Today's company notes: fbmklci 1526.98

  • IJM bags RM690m cancer institute contract
  • Salcon secures RM52m contract in Kelantan 
  • Biport hires boats for two companies 
  • PLUS accepts UEM-EPF offer
  • SUPERMX  Shifting to Higher Margin Gloves 
  • YTL Power’s 11% share price spike yesterday reflects excitement ahead of its WiMAX network launch next week rather than privatisation speculation. Earnings impact of this venture is still difficult to quantify, thus we make no changes to our FY11-13 EPS forecasts which already factor in RM60m-80m WiMAX start-up losses.   
  • The Edge FinancialDaily reported on Wednesday Maybank is rumoured to be keen on acquiring OSK Holdings Bhd, which is on an expansion trail in the Asean region, in a move to beef up the former's investment banking arm.
  • Hartalega posted net profit of RM47.09 million in the second quarter ended Sept 30, 2010 from RM33.1 million a year ago as it benefited from an increase in demand and larger production capacity.

Tuesday, November 9, 2010

Today's Company Notes; fbm klci 1519.84

· F&N's 4QFY10 earnings surged to RM462.3mn from RM61.08mn  a year ago and it announced a final single tier dividend of 38 sen per share and a special interim dividend of RM1.10 per share.

·  AZRB is disposing 21.26% equity interest in Eastern Pacific Industrial Corporation Berhad to Lembaga Tabung Amanah Warisan Negeri Terengganu for a total cash consideration of RM111.5mn.

·  Dayang proposed  bonus  issue  and renounceable  rights issues on the basis of 1-for-4 Dayang shares held and after the proposed bonus issue respectively.

·  Uemland has no plans to raise its bid for Sunrise Bhd after the latter's share price jumped above the offer price yesterday. 

·  Mas's  unit  will  introduce jet aircraft operations  with  a  fleet of Boeing 737-800 aircraft operating out of the  Main  Terminal  Building of Kuala Lumpur International Airport in 2011.

·  HWGB  is  proposing  a private placement of up to 41.36mn  new ordinary shares of RM0.20 each to independent third party investor(s)  to  be  identified later at an issue price which is to be determined later.

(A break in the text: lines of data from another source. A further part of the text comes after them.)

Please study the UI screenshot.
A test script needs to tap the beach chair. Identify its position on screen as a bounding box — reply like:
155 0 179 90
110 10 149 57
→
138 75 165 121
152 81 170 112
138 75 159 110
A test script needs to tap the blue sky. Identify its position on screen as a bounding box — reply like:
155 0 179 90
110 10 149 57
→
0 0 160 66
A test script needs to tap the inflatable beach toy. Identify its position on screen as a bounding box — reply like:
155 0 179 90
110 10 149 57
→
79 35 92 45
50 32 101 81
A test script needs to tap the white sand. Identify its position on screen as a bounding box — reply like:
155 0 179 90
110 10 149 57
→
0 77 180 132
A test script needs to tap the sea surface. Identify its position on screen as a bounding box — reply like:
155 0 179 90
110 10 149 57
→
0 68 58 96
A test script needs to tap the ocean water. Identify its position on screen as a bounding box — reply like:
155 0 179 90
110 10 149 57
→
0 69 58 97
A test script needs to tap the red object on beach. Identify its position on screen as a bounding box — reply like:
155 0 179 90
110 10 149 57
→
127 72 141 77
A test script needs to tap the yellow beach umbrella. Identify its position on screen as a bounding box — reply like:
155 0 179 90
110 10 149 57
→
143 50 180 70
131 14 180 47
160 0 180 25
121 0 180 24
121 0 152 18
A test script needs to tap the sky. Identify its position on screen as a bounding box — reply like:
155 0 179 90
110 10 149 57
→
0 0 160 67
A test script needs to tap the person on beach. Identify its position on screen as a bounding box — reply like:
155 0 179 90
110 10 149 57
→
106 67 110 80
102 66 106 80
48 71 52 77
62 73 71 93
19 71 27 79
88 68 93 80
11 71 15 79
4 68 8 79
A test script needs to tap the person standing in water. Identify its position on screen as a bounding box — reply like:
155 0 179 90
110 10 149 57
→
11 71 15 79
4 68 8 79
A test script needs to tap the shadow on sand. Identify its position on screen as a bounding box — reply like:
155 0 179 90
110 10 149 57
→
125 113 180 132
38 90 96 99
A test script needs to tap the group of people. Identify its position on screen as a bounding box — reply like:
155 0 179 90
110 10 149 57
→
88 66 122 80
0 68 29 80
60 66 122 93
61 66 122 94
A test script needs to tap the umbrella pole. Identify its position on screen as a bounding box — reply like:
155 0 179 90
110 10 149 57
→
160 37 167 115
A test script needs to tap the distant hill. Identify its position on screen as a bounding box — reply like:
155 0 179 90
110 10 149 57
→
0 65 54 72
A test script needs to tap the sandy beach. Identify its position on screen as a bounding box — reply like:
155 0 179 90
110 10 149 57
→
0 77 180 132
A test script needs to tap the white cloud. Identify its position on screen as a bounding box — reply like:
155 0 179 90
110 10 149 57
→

·  Lonbisc  has served a notice to voluntarily buy all the remaining 54.4mn shares in TPC Plus Bhd it does not already own for 30sen a share.

·  Malaysia's GDP may expand 4.8% next year, slowing from a 7.4% gain in 2010  following  last  year's  recession,  the  World Bank said in its Malaysia Economic Monitor report.

·  More  U.S.  executives  than  ever  are increasing earnings forecasts compared  with  those  lowering  them, helped by almost $2 trillion of Federal Reserve spending and a recovery in the global economy.